I am going to let Doug Engmann, former chair of the Pacific Stock Exchange and president of the SF Planning Commission, make the point about the city attorney’s settlement today with Airbnb:
It’s a game changer. If other American cities follow San Francisco’s lead and hold Airbnb accountable for facilitating illegal activity, it could have a material impact on the company’s revenue and $30 billion valuation. Venture capitalists, private equity funds and institutional investors should be having second thoughts about an enterprise with a business model that ignores local laws, deprives working families of needed housing, and disrupts the lives of tenants, property owners and neighbors.
City Attorney Dennis Herrera announced yesterday that the tech giant had dropped its ill-conceived suit against the city. The city clearly had the upper hand: Cities can regulate land use; cities get to decide where hotels go and where residential areas go.
And it looked horrible for Airbnb to be suing its hometown.
So Herrera was able to set out terms that are largely favorable to the city – and that set a national precedent. Airbnb has agreed to what the city wants, thanks to legislation by Sups. David Campos and Aaron Peskin.
And what the city wants is simple: Airbnb, and other “homesharing” hosts (this isn’t sharing, by the way, it’s a commercial transaction) have to agree not to list any properties on their sites that don’t have a local license.

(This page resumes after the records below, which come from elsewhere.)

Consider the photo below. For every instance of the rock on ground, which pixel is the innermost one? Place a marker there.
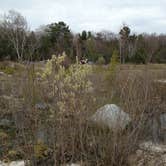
(111, 116)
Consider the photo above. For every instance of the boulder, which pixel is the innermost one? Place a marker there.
(111, 116)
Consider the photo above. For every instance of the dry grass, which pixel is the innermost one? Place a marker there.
(69, 137)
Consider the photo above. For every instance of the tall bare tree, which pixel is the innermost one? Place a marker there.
(15, 28)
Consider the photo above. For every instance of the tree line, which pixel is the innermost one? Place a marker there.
(19, 43)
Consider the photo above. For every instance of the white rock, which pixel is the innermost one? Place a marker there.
(112, 116)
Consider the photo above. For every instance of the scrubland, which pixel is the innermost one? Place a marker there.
(45, 111)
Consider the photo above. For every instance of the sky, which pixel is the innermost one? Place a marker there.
(93, 15)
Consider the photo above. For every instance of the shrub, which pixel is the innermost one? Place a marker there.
(100, 61)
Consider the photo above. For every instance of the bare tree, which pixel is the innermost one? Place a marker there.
(15, 28)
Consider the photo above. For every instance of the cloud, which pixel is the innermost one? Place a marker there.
(95, 15)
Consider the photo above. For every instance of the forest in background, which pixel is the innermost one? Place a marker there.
(19, 43)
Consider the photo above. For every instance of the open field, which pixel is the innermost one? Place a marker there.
(45, 120)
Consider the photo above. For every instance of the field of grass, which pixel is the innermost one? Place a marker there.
(36, 130)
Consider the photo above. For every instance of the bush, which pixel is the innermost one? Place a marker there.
(100, 61)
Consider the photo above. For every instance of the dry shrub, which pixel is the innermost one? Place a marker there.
(68, 135)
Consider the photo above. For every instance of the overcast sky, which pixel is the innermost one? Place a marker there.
(95, 15)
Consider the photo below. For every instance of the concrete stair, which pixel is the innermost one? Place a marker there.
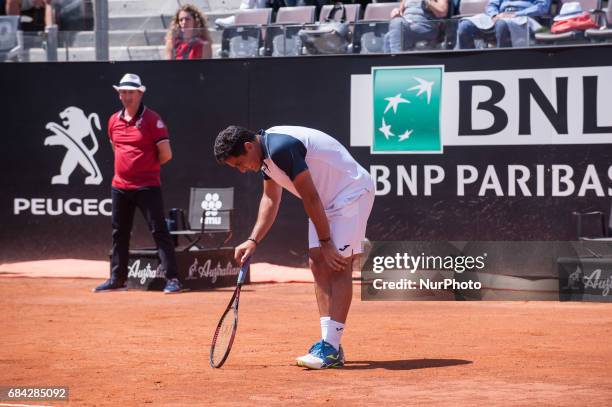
(137, 31)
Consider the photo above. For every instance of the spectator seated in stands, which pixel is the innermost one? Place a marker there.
(188, 36)
(39, 13)
(414, 21)
(510, 20)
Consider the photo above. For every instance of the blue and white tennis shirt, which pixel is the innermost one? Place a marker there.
(289, 150)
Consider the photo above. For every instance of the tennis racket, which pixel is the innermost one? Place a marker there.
(228, 324)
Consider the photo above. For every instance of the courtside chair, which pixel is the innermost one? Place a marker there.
(11, 39)
(604, 33)
(352, 12)
(209, 223)
(369, 33)
(282, 37)
(548, 38)
(244, 39)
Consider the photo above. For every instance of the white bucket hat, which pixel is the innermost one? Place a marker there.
(569, 10)
(130, 81)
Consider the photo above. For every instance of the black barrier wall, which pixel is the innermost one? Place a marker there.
(43, 215)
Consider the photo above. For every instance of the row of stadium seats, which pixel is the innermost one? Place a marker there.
(255, 35)
(134, 36)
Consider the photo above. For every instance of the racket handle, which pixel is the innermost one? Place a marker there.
(243, 270)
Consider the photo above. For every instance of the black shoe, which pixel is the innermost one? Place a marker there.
(110, 285)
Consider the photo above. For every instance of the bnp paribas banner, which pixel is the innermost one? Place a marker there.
(422, 109)
(502, 133)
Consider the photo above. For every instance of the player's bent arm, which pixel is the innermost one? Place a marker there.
(164, 151)
(315, 211)
(268, 209)
(312, 203)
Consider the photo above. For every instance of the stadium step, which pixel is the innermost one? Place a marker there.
(151, 7)
(119, 38)
(132, 53)
(159, 21)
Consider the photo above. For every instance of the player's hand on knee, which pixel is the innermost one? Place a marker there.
(244, 251)
(332, 257)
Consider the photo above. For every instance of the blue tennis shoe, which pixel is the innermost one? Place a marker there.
(322, 355)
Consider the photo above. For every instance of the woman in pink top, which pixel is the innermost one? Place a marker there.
(188, 36)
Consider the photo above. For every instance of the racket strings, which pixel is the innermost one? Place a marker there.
(223, 337)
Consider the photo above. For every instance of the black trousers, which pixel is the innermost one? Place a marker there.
(149, 201)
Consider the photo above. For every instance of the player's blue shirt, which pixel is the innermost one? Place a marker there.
(289, 150)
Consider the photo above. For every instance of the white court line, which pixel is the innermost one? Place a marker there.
(22, 405)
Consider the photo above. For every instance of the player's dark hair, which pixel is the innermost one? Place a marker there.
(230, 142)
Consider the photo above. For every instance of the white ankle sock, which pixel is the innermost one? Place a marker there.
(334, 333)
(324, 325)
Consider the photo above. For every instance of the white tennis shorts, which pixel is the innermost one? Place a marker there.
(347, 223)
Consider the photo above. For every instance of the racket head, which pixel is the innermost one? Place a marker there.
(225, 334)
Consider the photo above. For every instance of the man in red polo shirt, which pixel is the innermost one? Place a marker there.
(140, 142)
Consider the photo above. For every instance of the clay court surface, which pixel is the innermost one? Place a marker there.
(146, 348)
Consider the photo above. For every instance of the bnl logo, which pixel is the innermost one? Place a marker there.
(212, 204)
(407, 103)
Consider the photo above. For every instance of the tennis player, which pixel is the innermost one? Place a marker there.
(337, 194)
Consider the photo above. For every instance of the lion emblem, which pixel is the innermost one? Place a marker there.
(76, 128)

In exchange, the city agreed to make it easier to get a license, which is fine.
But the settlement shifts the burden of proof off the city and tenants and neighborhoods, which have complained for years about illegal Airbnb units, and forces the platform that is making huge amounts of money when landlords evict tenants and turn apartments into hotel room to comply with local law.
The settlement came just days after a hearing at the Board of Supes Government Audit and Oversight Committee at which city officials admitted that Airbnb’s claims of wanting to be a good neighbor were utterly bogus.

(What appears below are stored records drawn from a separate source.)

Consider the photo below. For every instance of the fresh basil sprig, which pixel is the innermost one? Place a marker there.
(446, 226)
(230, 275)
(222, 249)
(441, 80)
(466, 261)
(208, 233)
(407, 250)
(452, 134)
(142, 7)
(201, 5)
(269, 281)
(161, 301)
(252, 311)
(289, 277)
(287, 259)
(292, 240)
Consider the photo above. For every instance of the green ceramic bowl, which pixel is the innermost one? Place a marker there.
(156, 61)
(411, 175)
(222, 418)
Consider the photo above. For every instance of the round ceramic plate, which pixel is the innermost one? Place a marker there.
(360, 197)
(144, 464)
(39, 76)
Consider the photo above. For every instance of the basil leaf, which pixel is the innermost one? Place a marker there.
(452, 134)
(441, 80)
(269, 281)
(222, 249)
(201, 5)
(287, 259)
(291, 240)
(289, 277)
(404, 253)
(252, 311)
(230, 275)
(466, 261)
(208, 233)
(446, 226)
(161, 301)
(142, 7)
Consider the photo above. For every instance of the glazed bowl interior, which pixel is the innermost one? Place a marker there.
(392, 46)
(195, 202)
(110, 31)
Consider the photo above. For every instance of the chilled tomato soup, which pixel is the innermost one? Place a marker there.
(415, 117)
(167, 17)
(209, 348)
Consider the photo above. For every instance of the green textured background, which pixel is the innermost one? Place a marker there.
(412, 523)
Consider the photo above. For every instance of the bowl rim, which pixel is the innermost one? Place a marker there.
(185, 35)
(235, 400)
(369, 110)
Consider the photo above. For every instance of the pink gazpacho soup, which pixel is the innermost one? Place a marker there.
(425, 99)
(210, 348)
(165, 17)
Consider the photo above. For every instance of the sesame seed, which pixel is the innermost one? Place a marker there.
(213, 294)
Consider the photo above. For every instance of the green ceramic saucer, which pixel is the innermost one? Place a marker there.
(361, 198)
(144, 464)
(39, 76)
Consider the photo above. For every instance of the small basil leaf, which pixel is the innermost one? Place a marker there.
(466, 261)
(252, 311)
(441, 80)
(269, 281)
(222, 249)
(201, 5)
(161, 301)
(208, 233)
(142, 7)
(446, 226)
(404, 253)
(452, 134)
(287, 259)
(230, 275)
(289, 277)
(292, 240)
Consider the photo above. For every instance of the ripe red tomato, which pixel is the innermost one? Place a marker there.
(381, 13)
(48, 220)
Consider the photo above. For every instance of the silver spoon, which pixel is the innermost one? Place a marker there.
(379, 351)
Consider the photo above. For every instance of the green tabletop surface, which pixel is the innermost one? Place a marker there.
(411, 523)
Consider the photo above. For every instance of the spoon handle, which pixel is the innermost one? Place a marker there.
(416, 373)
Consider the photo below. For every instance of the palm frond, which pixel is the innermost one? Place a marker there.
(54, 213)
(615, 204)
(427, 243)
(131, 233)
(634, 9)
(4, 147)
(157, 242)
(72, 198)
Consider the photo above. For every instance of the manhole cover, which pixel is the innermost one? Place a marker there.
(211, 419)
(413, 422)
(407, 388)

The vast majority of the Airbnb units in San Francisco are currently illegal. If the company actually follows the law, thousands of new housing units could come on the market.
The only thing the deal doesn’t do is go back five years, find all the illegal evictions, and give those tenants back their homes, at the rent they used to pay.
Maybe we can do that next.
And the city still has a huge enforcement job ahead: Landlords will continue to break the rules unless there are consequences.
In the meantime, maybe this will send a message to the tech industry in general (including Uber): You can’t just break the law and later ask to be legalized.
And I hope that Assemblymember David Chiu, who as a supe allowed Airbnb to operate without the rules that are now in place, and all of his supporters, including Sups. London Breed, Mark Farrell, Katy Tang and Malia Cohen and now-Senator Scott Wiener, look back on this and realize they were wrong.
Mayor Ed Lee, who told the Chronicle that this settlement was just dandy, was a big supporter of the legislation that allowed Airbnb to operate legally — without this new provision. For three years, his administration has done very little to crack down on the thousands of illegal operators.
Now the city’s going to have to enforce its new law — and make sure that about 6,000 unregistered listings are removed from the short-term rental market. We will see how that goes.